Personal details
- Born: c. 1900
- Died: February 18, 1972 (aged 71–72)
- Profession: Politician, hompa

= Kanuni (hompa) =

Tribal leader in Namibia (c. 1900 – 1972)

Kanuni (c. 1900 – February 18, 1972) was a hompa, or queen, of Kwangali in the Okavango region of Namibia. She is one of only two female hompas to have retained her traditional position during a period when tribal leadership was masculinized by the South African government.

Little is known of Kanuni's background, save that she was a member of the Kwangali royal clan. She became regent in 1923 after the death of the previous ruler, Kandjimi; she was not only his sister but also sister to the newly-chosen hompa, Mbuna, who died in an accident in 1926. Beginning in that year Kanuni began to rule under her own name, although some sources state instead that she became regent for another brother, Sivute, who was only a minor. It was at this time, in 1926, that she permitted the opening of a Roman Catholic mission station in Tondoro; in 1929, she allowed a Catholic mission school to be started at Nkurenkuru. Sivute, for his part, soon came to covet the throne, and began waging physical attacks on his sister's retinue while publicly undermining her. On one occasion, after hearing of an assault upon an attendant, Kanuni began to fight Sivute with a knobkerrie, eventually winning the day. Fearing for her life, however, she fled to what is today southern Angola. Sivute complained to senior policeman, Luben Manuere, who in turn handed off his reports to Native Commissioner Harold Eedes.

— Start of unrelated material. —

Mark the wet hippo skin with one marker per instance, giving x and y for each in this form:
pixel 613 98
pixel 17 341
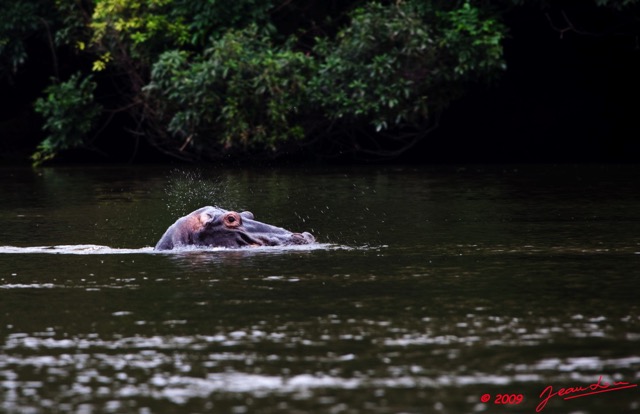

The reports suggested that the Kwangali preferred a male ruler, and consequently in 1940 Eedes removed Kanuni from her position, replacing her with Sivute. Kanuni continued in exile, living in Siurungu, but was eventually invited by Eedes to join her brother at Musese. Harold Eedes died in 1958. Sivute did not enjoy good relations with either his people or the colonial administration, and with the administrator's death he was deposed. Kanuni returned to power, reigning until her death.

Kanuni was not popular with the South African authorities during her reign. Both Eedes and an earlier Native Commissioner, Roger Carr, felt that their difficulties in recruiting migrant labor from among the Kwangali were due in part to her gender; for her part she explained that young men of her district were afraid to travel to South Africa for work for a variety of reasons, not least their personal safety. She remains an important figure in the modern history of northern Namibia.